In June, we presented preliminary data at the EHA annual meeting in Amsterdam, highlighting vecabrutinib's well-tolerated safety profile and evidence of clinical activity in CLL and other advanced B-cell malignancies.

Furthermore, we reported that vecabrutinib's pharmacokinetic profile remains encouraging with medium steady-state trough concentrations continuing to increase the dose of protein levels expected to provide consistent BTK inhibition in greater clinical activity. The Phase Ib dose escalation will determine the recommended dose and/or maximum tolerated dose for the Phase II cohort expansion.

In the Phase II, the safety and activity of vecabrutinib will be investigated in predefined cohorts of CLL patients, including CLL patients with a BTK C481 mutation.

We remain on track to provide a clinical update at the American Society of Hematology meeting later this year, and we are actively laying the groundwork for the Phase II component of the study.

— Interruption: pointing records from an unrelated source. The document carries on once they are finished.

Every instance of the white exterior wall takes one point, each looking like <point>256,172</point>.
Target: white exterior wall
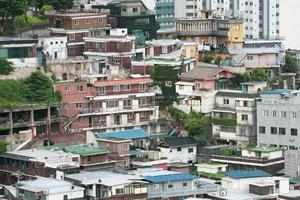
<point>179,156</point>
<point>54,45</point>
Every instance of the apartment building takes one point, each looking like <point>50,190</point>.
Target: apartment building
<point>117,50</point>
<point>220,8</point>
<point>278,119</point>
<point>109,105</point>
<point>261,17</point>
<point>203,30</point>
<point>165,13</point>
<point>234,117</point>
<point>75,25</point>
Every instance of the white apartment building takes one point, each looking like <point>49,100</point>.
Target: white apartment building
<point>219,7</point>
<point>186,8</point>
<point>278,119</point>
<point>261,17</point>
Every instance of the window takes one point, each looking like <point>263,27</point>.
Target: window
<point>244,117</point>
<point>126,146</point>
<point>294,132</point>
<point>168,83</point>
<point>281,131</point>
<point>119,191</point>
<point>101,90</point>
<point>142,87</point>
<point>78,105</point>
<point>117,88</point>
<point>273,130</point>
<point>262,130</point>
<point>126,87</point>
<point>67,88</point>
<point>283,114</point>
<point>226,101</point>
<point>72,36</point>
<point>79,88</point>
<point>164,49</point>
<point>266,113</point>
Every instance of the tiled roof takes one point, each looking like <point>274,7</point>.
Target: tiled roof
<point>202,73</point>
<point>124,81</point>
<point>179,141</point>
<point>128,134</point>
<point>170,178</point>
<point>239,174</point>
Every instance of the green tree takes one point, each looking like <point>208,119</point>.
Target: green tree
<point>259,74</point>
<point>195,124</point>
<point>290,65</point>
<point>38,88</point>
<point>6,67</point>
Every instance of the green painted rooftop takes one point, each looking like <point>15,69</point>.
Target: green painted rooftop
<point>266,149</point>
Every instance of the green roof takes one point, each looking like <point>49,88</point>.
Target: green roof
<point>86,150</point>
<point>266,149</point>
<point>83,150</point>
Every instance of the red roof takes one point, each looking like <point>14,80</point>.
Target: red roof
<point>124,81</point>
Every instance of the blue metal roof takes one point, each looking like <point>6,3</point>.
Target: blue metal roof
<point>238,174</point>
<point>128,134</point>
<point>278,91</point>
<point>170,177</point>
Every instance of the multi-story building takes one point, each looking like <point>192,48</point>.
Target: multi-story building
<point>42,188</point>
<point>109,105</point>
<point>165,13</point>
<point>22,52</point>
<point>118,50</point>
<point>261,17</point>
<point>203,30</point>
<point>278,119</point>
<point>268,159</point>
<point>219,8</point>
<point>133,15</point>
<point>186,8</point>
<point>234,117</point>
<point>75,25</point>
<point>110,186</point>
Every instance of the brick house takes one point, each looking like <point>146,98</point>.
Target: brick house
<point>109,105</point>
<point>75,25</point>
<point>118,50</point>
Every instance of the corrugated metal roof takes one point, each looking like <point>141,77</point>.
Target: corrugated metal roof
<point>128,134</point>
<point>239,174</point>
<point>170,177</point>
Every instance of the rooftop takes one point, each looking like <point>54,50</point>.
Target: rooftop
<point>239,174</point>
<point>127,134</point>
<point>170,177</point>
<point>268,149</point>
<point>178,141</point>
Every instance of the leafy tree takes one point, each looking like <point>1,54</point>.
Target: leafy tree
<point>207,58</point>
<point>9,9</point>
<point>6,67</point>
<point>38,88</point>
<point>259,74</point>
<point>195,124</point>
<point>290,64</point>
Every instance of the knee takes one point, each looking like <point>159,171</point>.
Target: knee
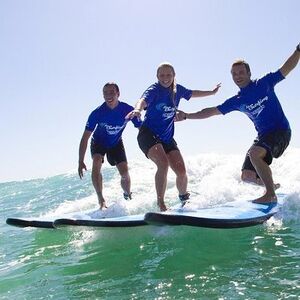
<point>163,165</point>
<point>248,176</point>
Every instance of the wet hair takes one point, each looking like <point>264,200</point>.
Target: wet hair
<point>240,62</point>
<point>113,84</point>
<point>173,86</point>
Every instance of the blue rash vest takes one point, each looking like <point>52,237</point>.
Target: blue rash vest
<point>260,103</point>
<point>161,109</point>
<point>108,124</point>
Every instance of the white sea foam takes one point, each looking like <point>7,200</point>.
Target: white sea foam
<point>213,179</point>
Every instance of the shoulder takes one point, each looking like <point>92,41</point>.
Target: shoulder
<point>124,105</point>
<point>271,77</point>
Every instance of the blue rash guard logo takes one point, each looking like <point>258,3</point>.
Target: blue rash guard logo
<point>112,130</point>
<point>168,112</point>
<point>256,108</point>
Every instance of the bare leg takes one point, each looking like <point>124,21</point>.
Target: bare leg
<point>177,164</point>
<point>257,155</point>
<point>249,176</point>
<point>157,154</point>
<point>125,177</point>
<point>97,179</point>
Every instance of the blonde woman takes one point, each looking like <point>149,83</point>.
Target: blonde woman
<point>155,137</point>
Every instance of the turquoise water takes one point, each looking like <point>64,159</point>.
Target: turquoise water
<point>148,262</point>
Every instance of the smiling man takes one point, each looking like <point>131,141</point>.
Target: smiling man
<point>107,123</point>
<point>257,99</point>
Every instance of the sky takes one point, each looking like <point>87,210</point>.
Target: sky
<point>56,55</point>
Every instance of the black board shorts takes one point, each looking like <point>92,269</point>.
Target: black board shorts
<point>115,155</point>
<point>147,139</point>
<point>274,142</point>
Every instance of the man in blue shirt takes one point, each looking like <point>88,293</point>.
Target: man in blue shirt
<point>259,102</point>
<point>107,123</point>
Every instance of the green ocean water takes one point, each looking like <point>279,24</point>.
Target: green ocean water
<point>148,262</point>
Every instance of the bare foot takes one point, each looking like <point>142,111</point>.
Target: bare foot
<point>266,199</point>
<point>102,205</point>
<point>161,206</point>
<point>276,186</point>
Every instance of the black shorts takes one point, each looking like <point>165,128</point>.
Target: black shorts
<point>274,142</point>
<point>147,139</point>
<point>115,155</point>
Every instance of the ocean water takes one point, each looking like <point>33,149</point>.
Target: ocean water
<point>151,262</point>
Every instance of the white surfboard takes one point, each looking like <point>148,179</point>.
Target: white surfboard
<point>234,214</point>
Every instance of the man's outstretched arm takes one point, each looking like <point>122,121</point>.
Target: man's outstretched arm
<point>202,114</point>
<point>291,62</point>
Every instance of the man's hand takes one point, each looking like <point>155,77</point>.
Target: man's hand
<point>134,113</point>
<point>180,116</point>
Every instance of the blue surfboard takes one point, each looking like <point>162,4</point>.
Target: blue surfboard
<point>234,214</point>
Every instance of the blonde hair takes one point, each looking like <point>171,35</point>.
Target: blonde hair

Beyond vecabrutinib, I'd like to remind people that we remained excited about our proprietary PDK1 inhibitor SNS-510. While we are completing preclinical pharmacology studies, manufacturing and formulation activities for SNS-510, our primary focus remains the Phase Ib/II trial for vecabrutinib.

Underscoring our development programs is our recently bolstered balance sheet. In July, we completed an equity financing with net proceeds of approximately $25.9 million with support from existing and new leading institutional investors. This cash infusion will allow us to advance vecabrutinib through important clinical milestones, including the start of the Phase II portion of the trial. Behind all of the clinical developments is our dedicated team, which includes Judy Fox and Par Hyare, accomplished leaders who have made invaluable contributions to our programs and most recently with vecabrutinib. Judy was promoted to Chief Scientific Officer, Executive Vice President, Research and Development; and Par was promoted as Senior Vice President, Commercial. With the resources in hand, our experienced team and strong commitment, we are well positioned to execute on our goals for vecabrutinib and the pipeline.

With that, I'll turn the call over to Judy.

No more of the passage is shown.